Improving with "baby steps" is nothing new. But as coaches, do we do a good enough job of explaining and outlining this to our team? Often, when looking at the need for improvement to get your team to the next level, it can often seem staggering when all that is needed is for each player to improve a little. If you can get each player to buy in and improve a little in one phase of their game over the course of a season (or in the off-season), it can mean a dramatic improvement for your team.
An example would be you want to improve your ability to score. The stat sheet shows you are shooting only 41%. A conventional thought would be we need everyone to become better shooters. But that is not always possible. Your approach could be to do the following:
1. Get more shots for your best shooters
2. Limit shot opportunities for other shooters
3. Work daily to improve your transition game
4. Stress offensive rebounding
5. How can we get to the free throw line more?
Now if you improve ever so slightly in those five areas listed above, it could dramatically improve you ability to score. It is a much more effective approach then pressuring your team to "make shots."
You can take this approach in wide variety of ways in regard to your team's play.
Here is an excerpt of an article written by James Clear titled: What Would Happen If You improved Everything by 1%: The Science of Marginal Gains
It’s so easy to overestimate the importance of one defining moment and underestimate the value of making better decisions on a daily basis.

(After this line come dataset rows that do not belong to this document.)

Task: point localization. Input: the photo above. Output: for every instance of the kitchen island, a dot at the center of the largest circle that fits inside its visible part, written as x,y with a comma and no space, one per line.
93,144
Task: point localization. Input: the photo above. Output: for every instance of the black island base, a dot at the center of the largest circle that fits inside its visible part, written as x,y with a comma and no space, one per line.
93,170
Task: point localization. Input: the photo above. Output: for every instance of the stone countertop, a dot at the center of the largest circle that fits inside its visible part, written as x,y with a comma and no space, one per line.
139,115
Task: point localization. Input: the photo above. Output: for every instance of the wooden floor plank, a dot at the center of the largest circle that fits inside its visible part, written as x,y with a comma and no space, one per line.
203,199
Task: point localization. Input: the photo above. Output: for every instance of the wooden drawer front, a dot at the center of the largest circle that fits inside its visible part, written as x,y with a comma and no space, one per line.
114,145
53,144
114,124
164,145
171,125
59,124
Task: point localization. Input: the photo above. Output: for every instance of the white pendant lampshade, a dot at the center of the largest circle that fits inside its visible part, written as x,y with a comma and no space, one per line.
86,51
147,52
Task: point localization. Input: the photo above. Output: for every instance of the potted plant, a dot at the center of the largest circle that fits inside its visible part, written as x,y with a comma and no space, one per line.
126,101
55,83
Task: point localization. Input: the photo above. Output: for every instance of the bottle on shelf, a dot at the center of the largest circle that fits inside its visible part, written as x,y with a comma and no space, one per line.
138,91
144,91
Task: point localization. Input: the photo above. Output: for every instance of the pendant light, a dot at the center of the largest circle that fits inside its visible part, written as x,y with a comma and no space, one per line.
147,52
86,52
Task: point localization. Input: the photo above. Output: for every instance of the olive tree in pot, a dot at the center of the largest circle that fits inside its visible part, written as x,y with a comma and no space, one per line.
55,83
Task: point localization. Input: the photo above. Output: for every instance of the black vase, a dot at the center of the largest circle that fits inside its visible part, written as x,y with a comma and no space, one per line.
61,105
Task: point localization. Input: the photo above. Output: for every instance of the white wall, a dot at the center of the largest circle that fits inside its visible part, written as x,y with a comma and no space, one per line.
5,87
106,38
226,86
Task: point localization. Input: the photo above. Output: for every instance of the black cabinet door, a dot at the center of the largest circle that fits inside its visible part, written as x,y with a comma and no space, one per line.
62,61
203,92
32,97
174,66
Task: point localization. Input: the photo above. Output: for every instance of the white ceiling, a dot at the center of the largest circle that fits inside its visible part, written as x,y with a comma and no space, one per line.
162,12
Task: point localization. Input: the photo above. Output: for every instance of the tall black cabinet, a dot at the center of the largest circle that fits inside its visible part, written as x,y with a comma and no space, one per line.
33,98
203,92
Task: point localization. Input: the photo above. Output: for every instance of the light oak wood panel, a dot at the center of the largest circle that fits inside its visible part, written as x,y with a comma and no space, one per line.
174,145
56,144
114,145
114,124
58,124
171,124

Almost every habit that you have — good or bad — is the result of many small decisions over time.
And yet, how easily we forget this when we want to make a change.
So often we convince ourselves that change is only meaningful if there is some large, visible outcome associated with it. Whether it is losing weight, building a business, traveling the world or any other goal, we often put pressure on ourselves to make some earth-shattering improvement that everyone will talk about.
Meanwhile, improving by just 1 percent isn’t notable (and sometimes it isn’t even noticeable). But it can be just as meaningful, especially in the long run.
And from what I can tell, this pattern works the same way in reverse. (An aggregation of marginal losses, in other words.) If you find yourself stuck with bad habits or poor results, it’s usually not because something happened overnight. It’s the sum of many small choices — a 1 percent decline here and there — that eventually leads to a problem.
In the beginning, there is basically no difference between making a choice that is 1% better or 1% worse. (In other words, it won’t impact you very much today.) But as time goes on, these small improvements or declines compound and you suddenly find a very big gap between people who make slightly better decisions on a daily basis and those who don’t. This is why small choices (“I’ll take a burger and fries”) don’t make much of a difference at the time, but add up over the long-term.